CAPE TOWN, South Africa – Despite the effects of the economic turmoil of 2009, Frost & Sullivan reports that South Africa's chemicals markets remained fairly robust last year, thanks mainly to significant investments in infrastructure leading up to the 2010 FIFA World Cup. So far, a total of R 11.92 billion has been spent towards stadium construction alone, and suppliers of construction chemicals have benefited from this spending.
"Government spending leading up to the World Cup has buffered the local economy from the demand concerns facing the global market," noted Frost & Sullivan Chemicals Program Manager Mani James. "The construction sector performed well through the recession and was growing at just over 10 percent last year.

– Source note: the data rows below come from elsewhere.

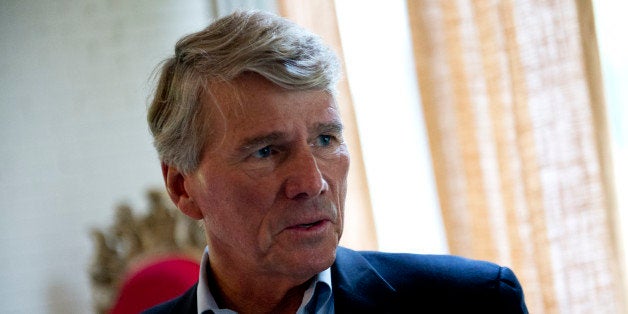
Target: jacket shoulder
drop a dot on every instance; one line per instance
(185, 303)
(449, 282)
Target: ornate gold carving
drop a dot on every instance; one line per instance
(133, 238)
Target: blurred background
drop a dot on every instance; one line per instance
(74, 87)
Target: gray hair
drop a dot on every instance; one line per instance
(245, 41)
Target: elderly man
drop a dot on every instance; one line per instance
(249, 134)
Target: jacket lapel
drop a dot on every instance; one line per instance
(358, 287)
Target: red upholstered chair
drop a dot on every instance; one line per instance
(155, 282)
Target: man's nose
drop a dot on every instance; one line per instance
(304, 178)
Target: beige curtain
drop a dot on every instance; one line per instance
(320, 17)
(513, 105)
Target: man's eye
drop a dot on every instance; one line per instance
(264, 152)
(324, 140)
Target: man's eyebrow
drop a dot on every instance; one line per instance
(261, 140)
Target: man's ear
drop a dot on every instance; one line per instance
(178, 192)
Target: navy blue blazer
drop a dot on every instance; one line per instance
(377, 282)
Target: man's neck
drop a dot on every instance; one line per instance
(257, 297)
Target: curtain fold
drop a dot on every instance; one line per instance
(512, 100)
(359, 228)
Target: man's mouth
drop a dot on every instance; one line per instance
(307, 225)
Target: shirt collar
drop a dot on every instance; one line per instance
(318, 293)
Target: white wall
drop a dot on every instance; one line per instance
(73, 90)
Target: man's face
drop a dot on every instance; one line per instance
(272, 181)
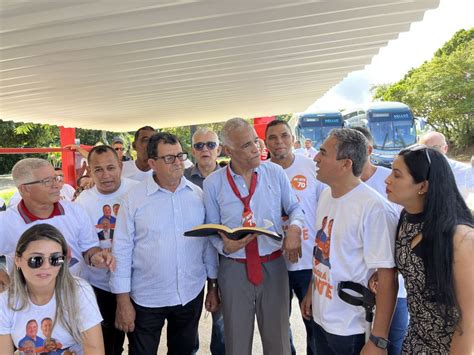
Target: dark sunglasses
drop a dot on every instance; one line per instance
(209, 145)
(170, 159)
(35, 262)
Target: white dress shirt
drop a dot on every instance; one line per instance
(156, 263)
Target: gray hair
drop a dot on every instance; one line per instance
(23, 171)
(231, 125)
(351, 144)
(205, 130)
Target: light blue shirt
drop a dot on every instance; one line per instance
(272, 195)
(156, 263)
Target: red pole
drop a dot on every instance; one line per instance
(68, 136)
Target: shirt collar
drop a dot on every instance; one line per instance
(234, 174)
(195, 170)
(152, 187)
(28, 217)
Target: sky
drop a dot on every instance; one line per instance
(419, 45)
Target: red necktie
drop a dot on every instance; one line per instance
(254, 265)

However, demand from other end-user groups, including the agriculture, mining and consumer sectors, is still under pressure."
James noted that the last few months leading up to the World Cup will see the final drive in infrastructure preparations. As this activity subsides in the second half of 2010, the economy is expected to slow, challenging local industries. However, transportation, water works and electricity infrastructural projects continuing over the next two to three years will provide opportunities.
"The local automotive industry is also expected to return to a growth cycle for the first time in three years, albeit at a slow rate," James added. "This will present opportunities for automotive suppliers, including platinum producers, plastics manufacturers and all associated consumable materials suppliers."